Весьма наглядно образ оптического объектива сопрягается с представлением о динамике времени в знаменитом романе Марселя Пруста, как бы стремящемся запечатлеть с величайшей точностью поток жизни через поток сознания. Роман — напомню — называется «В поисках утраченного времени».
Цитирую место, где герой после долгого отсутствия появляется в доме своей бабушки: «Я был в комнате, или, вернее, меня еще не было, раз она не знала о моем присутствии… От меня… там был только случайный свидетель, посторонний наблюдатель в шляпе и дорожном пальто, чужой этому дому человек, фотограф, зашедший снять фотографию места, которое ему больше не придется увидеть. Процесс, механически происшедший на моих глазах при виде бабушки, был действительно подобен фотографическому. Мы никогда не видим дорогих нашему сердцу людей иначе, чем в живых связях, в вечном двигателе нашей постоянной любви к ним, которая, прежде чем позволить зрительным образам близких лиц дойти до нас, подхватывает их своим вихрем и отбрасывает назад к нашим всегдашним представлениям о них, заставляя их отвечать этим представлениям, совпадать с ними. Как же, ведь на лбу и щеках моей бабушки я привык видеть самые тонкие и самые неизменные достоинства ее ума, ведь каждый, случайно брошенный взгляд — заклинание, каждое любимое лицо — зеркало прошлого, как же я мог не проглядеть то, что в ней отупело, изменилось, когда даже видя самые обыденные картины повседневной жизни наш исполненный мысли взор опускает, подобно классической трагедии, все образы, не способствующие развитию действия, и сохраняет только то, что облегчает понимание ее идеи… Я, для кого бабушка все еще была частью меня самого, я, кто никогда не видел ее иначе как в глубине своей души, видел всегда в одном и том же месте прошлого сквозь прозрачную пелену неотступных захлестывающих друг друга воспоминаний, вдруг, в нашей гостиной, ставшей частью нового мира, мира времени, увидел, что на кушетке под лампой сидит краснолицая грузная, болезненная, погруженная в раздумье, водящая по строчкам книги почти бессмысленными глазами, унылая старуха, которую я не знаю».

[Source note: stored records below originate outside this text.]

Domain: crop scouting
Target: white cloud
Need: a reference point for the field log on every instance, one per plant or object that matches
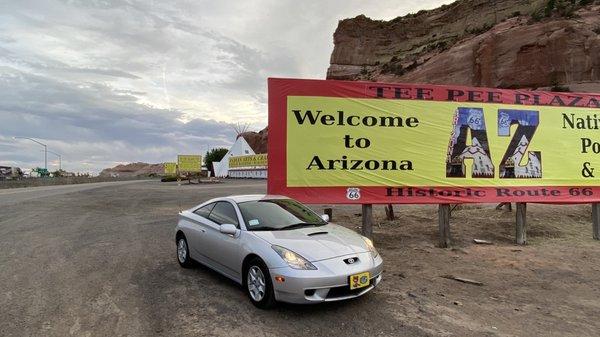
(118, 81)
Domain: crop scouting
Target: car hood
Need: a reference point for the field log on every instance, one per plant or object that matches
(317, 243)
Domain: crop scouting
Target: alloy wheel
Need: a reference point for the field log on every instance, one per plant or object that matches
(182, 251)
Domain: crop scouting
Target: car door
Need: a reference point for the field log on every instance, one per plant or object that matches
(222, 248)
(199, 223)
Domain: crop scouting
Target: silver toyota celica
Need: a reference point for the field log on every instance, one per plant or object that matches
(278, 250)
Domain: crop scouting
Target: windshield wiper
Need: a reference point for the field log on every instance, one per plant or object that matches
(300, 225)
(262, 228)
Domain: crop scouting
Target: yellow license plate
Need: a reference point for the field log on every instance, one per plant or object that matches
(360, 280)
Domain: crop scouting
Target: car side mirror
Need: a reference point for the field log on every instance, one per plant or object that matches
(228, 229)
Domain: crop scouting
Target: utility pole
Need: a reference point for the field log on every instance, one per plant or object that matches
(59, 159)
(45, 150)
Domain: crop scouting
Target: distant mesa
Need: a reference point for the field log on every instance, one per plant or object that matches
(257, 140)
(134, 170)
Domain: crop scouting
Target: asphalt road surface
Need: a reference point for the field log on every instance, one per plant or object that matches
(99, 260)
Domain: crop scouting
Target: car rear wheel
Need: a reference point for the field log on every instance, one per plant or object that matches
(258, 285)
(183, 253)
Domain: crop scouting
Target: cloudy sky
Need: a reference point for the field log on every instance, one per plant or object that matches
(104, 82)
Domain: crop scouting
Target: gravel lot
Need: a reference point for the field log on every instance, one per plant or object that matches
(99, 260)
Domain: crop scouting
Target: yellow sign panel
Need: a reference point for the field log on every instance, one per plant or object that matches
(250, 160)
(392, 142)
(170, 168)
(189, 163)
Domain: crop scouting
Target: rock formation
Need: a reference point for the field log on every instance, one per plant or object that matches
(505, 43)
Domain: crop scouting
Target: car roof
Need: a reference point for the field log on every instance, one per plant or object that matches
(253, 197)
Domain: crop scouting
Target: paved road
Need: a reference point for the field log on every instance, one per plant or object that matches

Вряд ли имеет смысл выяснять, чего больше в приведенном отрывке фотографии или кинематографа; строго говоря, больше всего в нем литературы, ибо фигура наблюдателя в шляпе и дорожном пальто лишь произвольной авторской ассоциацией облечена в ранг фотографа. С тем же успехом ее можно было бы выдать за уличного или «стационарного», при мастерской, художника, за врача, за разносчика телеграмм или молочницу. Ведь в конечном счете автору просто нужен наиболее адекватный образ восприятия — для яркого сравнения — и только. А само восприятие уже и без всех этих вспомогательных усилий появилось в кадре; это герой романа, «первое лицо» повествования.
Но, с теоретической точки зрения, аналогия Пруста симптоматична: художественная объективность вызывает в мыслях художника прямой отклик. Не метафора, а чуть ли не буквалистская трактовка идеи через иллюстрацию. Объективность — объектив.
Раздумывая над цитатой из Пруста, американский толкователь кинематографа Зигфрид Кракауэр пишет: «Идеальный фотограф — это противоположность любящему слепцу. Фотограф подобен все отражающему зеркалу; он все равно что линза аппарата». Полемизируя с Прустом, не соглашаясь с его мнением о фотографии как о продукте полной отчужденности, Кракауэр осуждает «догмы крайнего реализма девятнадцатого века, требовавшего, чтобы произведение… любого художника… было зеркалом природы»[43].